Optional: If no token is present, the API Gateway injects it.

Headers

x-appid
string
required

This is the name of your application, e.g. "MyApp/1.0.0". It is used to identify your application.

x-appversion
string
required

This is where the version number of your application is entered, e.g. "1.0.0".

x-runas
string

The User-Id (int or uuid) on whose behalf the request is executed. Requires scope 'Application.RunAs'.

X-SessionId
string<uuid>

The id of a session in which the call will be executed.

x-companyid
string

The Company-Id (int or uuid) of the company on whose behalf the request is executed.

x-challengecode
string
required

You can enter any custom value here.

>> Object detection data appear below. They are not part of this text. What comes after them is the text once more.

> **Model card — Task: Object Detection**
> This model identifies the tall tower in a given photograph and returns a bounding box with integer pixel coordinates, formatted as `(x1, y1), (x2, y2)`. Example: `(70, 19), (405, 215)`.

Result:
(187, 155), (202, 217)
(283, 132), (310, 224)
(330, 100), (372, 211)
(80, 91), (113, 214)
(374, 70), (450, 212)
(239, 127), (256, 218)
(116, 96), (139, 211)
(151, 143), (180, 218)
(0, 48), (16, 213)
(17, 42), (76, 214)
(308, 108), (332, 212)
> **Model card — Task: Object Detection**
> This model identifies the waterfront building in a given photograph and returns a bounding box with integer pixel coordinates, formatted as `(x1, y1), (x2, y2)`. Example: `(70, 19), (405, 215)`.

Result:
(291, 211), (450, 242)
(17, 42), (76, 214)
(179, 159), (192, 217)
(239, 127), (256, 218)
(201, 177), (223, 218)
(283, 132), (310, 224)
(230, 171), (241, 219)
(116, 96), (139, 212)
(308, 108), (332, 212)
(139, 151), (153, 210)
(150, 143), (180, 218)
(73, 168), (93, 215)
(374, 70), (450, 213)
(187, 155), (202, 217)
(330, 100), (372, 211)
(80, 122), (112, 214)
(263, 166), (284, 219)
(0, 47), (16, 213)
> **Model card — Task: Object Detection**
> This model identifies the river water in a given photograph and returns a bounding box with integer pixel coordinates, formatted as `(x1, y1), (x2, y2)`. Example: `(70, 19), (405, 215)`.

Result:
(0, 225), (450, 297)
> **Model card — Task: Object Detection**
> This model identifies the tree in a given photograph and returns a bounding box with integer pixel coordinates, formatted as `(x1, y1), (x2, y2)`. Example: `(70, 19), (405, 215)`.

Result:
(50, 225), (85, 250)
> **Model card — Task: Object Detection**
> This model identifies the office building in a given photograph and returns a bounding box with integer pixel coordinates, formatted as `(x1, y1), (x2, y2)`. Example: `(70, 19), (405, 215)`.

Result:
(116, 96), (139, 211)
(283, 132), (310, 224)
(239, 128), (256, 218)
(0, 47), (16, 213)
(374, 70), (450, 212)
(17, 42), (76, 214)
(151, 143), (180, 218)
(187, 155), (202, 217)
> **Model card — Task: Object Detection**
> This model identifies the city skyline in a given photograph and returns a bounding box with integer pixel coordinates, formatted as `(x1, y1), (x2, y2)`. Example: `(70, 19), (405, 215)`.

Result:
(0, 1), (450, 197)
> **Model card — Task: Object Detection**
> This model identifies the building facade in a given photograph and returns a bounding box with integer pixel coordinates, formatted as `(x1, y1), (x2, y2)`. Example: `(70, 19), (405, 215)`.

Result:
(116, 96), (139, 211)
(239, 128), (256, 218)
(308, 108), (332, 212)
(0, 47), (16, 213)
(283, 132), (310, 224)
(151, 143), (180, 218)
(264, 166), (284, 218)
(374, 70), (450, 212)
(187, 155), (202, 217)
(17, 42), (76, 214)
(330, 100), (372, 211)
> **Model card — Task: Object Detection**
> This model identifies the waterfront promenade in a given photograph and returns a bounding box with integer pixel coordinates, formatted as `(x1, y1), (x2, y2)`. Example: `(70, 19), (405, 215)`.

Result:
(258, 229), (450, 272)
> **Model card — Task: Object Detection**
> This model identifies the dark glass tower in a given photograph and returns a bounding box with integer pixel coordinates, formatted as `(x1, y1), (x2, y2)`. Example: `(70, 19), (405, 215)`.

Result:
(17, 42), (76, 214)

The X-ChallengeCode is used during app registration and must be the same for all registration requests. The maximum length is 30 characters.

x-tenant-id
string<uuid>
required

The tenant ID for the target ERP instance.

Body

application/json

Wird angenommen, aber nicht verarbeitet.

Model Class: CreateAppRegistrationRequest

appId
string

Unique identifier of the application

displayName
string

Default display name of the application

description
string

Default description of the application

localizedDisplayNames
object[]

Localized display names of the application

localizedDescriptions
object[]

Localized descriptions of the application

version
string

Version of the application to be registered

providerName
string

Name of the application's provider

providerWebsite
string

Website of the application's provider

mandatoryApiScopes
string[]

Mandatory required API scopes for the application to work

optionalApiScopes
string[]

Optional (recommended) API scopes for the application

appIcon
string<byte>

Base64 encoded data of an image.

registrationType
enum<integer>

multiple instances of the application possible

Available options:
0,
1,
2,
3
signature
string<byte>

The Signature of the App, it combines AppId.SignatureData like myApp/v1.2025-08-03T25:48:00 in UTC Time

signatureData
string<date-time>

The Data as DateTimeOffset must be in a range from 10 Minutes equals, and is base for the Signature and must be in UTC Time

Response

201 - application/json

Neutral success response — die Anfrage wird angenommen, aber nicht ausgeführt.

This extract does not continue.